“有些人能看见,却比你这看不见的人差得远了,你也不用在意太多,”泥人张突然伸出一直缩在宽大袖口里的手,将握在手心的泥人递到花满楼面前,“用手摸也是一样的。”

花满楼疑惑地伸手接过这新鲜出炉的泥人,愣愣道:“这是给我的?”

泥人张道:“当然。”

月月伸头去看,好一个栩栩如生的花满楼!

泥人张甚至将花满楼脸上的笑容都复刻的极为传神,让她一看就知道这是花满楼本人,不是她曾经认识的楚某人。

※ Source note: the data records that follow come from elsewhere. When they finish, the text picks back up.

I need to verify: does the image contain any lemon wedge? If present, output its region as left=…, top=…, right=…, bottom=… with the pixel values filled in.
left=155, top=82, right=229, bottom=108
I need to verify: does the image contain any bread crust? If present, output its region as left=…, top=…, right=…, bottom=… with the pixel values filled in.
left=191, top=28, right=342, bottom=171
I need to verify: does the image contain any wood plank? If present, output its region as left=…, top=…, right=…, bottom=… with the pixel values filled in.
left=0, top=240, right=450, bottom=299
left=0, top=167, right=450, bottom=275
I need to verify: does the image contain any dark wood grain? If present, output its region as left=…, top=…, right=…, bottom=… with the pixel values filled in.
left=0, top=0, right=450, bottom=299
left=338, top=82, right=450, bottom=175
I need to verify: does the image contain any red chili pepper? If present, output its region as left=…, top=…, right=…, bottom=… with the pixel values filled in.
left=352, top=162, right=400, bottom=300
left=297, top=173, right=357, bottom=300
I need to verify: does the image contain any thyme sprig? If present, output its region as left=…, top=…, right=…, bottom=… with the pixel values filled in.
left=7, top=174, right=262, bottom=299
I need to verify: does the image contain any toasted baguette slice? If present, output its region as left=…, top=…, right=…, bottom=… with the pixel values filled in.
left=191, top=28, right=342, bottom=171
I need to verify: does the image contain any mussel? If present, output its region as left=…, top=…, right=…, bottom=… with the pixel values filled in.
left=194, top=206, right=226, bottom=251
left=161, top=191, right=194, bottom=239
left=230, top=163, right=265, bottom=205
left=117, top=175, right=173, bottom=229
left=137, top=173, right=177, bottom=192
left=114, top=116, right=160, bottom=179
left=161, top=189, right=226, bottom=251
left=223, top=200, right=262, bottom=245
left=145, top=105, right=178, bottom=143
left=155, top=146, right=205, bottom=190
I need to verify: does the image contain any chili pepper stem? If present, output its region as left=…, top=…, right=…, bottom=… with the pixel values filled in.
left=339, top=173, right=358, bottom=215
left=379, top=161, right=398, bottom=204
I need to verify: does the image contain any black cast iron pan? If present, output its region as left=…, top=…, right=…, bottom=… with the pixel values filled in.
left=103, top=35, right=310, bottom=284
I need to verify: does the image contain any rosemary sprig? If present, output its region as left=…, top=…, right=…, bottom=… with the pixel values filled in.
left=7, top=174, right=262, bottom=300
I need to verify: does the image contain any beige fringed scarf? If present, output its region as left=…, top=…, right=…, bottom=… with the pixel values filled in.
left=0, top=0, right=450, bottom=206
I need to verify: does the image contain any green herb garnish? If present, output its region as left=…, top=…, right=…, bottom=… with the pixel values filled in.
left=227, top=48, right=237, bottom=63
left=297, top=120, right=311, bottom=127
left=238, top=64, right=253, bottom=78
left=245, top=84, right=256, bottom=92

花满楼仔细用指腹感知泥人张捏好的自己,这是他第一次在另一事物上感知自己,这真是非常新奇的体验。

“您捏泥人的速度真是一等一得快,”月月毫不吝惜对泥人张手艺的赞叹,“我今天带他来,就是想请您照着他的模样捏个泥人,没想到我们才在这里待一会儿功夫,您的泥人都已经完成了。”

泥人张捋着花白的胡子道:“他人都已经站在我面前了,照着他的样子捏个泥人,对我来说还不是手到擒来?”

“幸好我今天来您这儿没打算只捏一个泥人,不然茶都没进去喝呢,人就得走了。”月月一手扶着泥人张,一手牵着珠珠进屋。

谢过泥人张的儿媳端给自己的茶水,月月对花满楼道:“你有什么想请张大爷捏的泥人,尽管报上来!”

花满楼笑道:“那我想请老先生帮我捏一个长着四条眉毛的人。”

“四条眉毛的人?”珠珠听到这描述,惊得糖葫芦都没继续啃了,“这世上有这样的人吗?”